15L’étude de cas concrets est nécessaire, afin de comprendre la réalité d’un espace extérieur tel qu’il est vécu, approprié et représenté par ses habitants. Nous avons ici fait le choix de deux quartiers, dont les caractéristiques socio-professionnelles et urbanistiques sont différentes (Photos 1 et 2) et dont les espaces extérieurs sont dissemblables, afin de voir si les pratiques des espaces extérieurs étaient elles-mêmes différentes.
16Le premier quartier, Cité 720 logements, a une population plus jeune (21,9 % des résidents enquêtés ont entre [26-45ans], tranche d’âge dominante) que les autres quartiers d’Ain Naàdja. Les résidents se sont installés à 81 % à la suite d’une décision étatique. Implantés majoritairement depuis plus de vingt ans, ils sont devenus propriétaires de leurs logements à 52%. Ce quartier se caractérise par des immeubles moins élevés (R+3 et R+5), une densité de population relativement faible, la proximité géographique des équipements et services, notamment de besoins quotidiens, d’où la satisfaction relative des habitants. Ici, les résidents souhaitent à plus de 70 % rester dans leurs logements. Ce quartier est caractérisé par l’immensité de ses espaces extérieurs, se présentant généralement sous forme de surfaces libres non aménagées et ne suggérant souvent aucune forme d’appropriation.

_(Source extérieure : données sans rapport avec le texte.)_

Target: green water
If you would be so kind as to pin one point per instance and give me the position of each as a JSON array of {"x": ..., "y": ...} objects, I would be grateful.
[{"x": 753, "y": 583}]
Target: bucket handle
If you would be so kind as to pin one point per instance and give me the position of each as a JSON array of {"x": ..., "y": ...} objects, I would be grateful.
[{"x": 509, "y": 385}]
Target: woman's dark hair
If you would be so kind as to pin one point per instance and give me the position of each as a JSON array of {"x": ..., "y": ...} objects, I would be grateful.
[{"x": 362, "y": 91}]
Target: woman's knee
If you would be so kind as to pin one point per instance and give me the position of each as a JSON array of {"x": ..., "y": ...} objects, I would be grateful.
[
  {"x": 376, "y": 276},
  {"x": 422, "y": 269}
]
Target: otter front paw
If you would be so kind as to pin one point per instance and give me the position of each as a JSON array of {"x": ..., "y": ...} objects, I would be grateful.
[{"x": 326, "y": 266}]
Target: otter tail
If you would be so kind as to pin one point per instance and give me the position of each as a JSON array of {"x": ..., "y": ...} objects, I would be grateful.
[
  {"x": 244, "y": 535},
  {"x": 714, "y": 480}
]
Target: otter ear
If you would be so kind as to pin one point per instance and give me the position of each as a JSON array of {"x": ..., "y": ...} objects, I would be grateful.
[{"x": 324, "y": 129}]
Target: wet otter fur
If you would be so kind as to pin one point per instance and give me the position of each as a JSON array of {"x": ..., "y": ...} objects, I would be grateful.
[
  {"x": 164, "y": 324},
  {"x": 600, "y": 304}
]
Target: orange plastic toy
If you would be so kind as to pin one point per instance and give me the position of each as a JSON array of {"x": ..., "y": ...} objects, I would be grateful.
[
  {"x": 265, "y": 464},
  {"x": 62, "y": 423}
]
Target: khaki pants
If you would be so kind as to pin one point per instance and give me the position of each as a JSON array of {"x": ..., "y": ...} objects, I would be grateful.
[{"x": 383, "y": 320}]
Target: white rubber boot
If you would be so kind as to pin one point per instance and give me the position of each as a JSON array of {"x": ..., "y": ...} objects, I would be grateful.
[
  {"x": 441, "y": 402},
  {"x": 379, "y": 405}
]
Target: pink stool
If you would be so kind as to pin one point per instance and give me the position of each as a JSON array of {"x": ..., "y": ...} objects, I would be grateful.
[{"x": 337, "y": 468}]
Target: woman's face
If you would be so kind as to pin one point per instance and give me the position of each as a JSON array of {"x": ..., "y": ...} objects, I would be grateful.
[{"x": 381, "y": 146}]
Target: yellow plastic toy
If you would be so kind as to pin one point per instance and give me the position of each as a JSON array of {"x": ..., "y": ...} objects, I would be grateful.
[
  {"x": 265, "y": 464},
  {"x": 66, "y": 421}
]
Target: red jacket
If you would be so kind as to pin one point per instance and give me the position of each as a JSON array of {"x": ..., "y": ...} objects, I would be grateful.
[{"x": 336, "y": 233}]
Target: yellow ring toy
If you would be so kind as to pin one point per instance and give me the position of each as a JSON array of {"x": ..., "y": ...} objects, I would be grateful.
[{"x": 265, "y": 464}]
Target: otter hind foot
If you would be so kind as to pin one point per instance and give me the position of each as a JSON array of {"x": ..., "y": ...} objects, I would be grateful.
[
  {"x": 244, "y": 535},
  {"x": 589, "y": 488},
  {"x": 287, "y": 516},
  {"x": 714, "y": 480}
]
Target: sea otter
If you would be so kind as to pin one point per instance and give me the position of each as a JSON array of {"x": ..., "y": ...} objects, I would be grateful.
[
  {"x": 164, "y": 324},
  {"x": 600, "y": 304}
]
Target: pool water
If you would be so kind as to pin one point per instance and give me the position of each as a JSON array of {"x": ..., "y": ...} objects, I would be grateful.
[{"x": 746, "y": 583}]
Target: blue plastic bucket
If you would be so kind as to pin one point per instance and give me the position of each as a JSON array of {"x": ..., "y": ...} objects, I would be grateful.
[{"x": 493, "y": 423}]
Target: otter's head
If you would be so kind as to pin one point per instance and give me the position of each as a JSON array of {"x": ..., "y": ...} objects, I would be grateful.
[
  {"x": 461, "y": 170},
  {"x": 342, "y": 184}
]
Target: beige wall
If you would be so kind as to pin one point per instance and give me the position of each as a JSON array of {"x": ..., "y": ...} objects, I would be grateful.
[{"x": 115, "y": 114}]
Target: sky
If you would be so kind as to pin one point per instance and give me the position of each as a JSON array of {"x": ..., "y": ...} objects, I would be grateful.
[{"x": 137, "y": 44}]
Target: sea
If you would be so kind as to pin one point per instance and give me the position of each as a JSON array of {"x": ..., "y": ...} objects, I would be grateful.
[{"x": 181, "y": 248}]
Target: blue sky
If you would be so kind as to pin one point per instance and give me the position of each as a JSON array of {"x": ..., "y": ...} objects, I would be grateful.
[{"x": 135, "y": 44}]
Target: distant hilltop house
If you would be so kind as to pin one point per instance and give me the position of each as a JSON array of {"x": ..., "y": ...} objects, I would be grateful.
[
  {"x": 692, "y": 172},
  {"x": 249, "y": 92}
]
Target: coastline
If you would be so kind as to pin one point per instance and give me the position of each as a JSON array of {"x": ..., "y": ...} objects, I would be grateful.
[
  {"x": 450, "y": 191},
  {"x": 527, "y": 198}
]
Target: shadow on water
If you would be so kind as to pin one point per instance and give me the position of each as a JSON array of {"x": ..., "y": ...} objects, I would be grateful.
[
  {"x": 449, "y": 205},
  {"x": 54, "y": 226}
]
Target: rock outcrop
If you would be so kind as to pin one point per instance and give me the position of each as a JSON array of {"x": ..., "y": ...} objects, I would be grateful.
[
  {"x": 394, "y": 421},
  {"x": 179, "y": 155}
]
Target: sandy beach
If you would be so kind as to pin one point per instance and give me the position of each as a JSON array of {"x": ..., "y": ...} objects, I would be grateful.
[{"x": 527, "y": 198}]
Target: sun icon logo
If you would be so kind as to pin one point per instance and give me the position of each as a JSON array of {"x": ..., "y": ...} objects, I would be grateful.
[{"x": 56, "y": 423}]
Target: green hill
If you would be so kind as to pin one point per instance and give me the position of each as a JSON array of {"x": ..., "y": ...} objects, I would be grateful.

17Dans le deuxième quartier, Cité AADL (d’après le nom de l’Agence Nationale de l’Amélioration et du Développement du Logement), la population est jeune par comparaison aux autres quartiers de Bab Ezzouar (27 % des résidents enquêtés ont [26-45ans], tranche d’âge dominante). Dans ce quartier récent (installation en 2006), la densité de population est forte : 32 tours de R+14 très proches l’une de l’autre, alignées le long d’une voie principale. Les espaces extérieurs sont réduits au minimum, sous la forme de petites surfaces au pied des immeubles. Bien que 63 % des résidents enquêtés se soient installés à la suite d’une décision personnelle, ils ont un faible attachement à leur quartier (81 % désirent déménager).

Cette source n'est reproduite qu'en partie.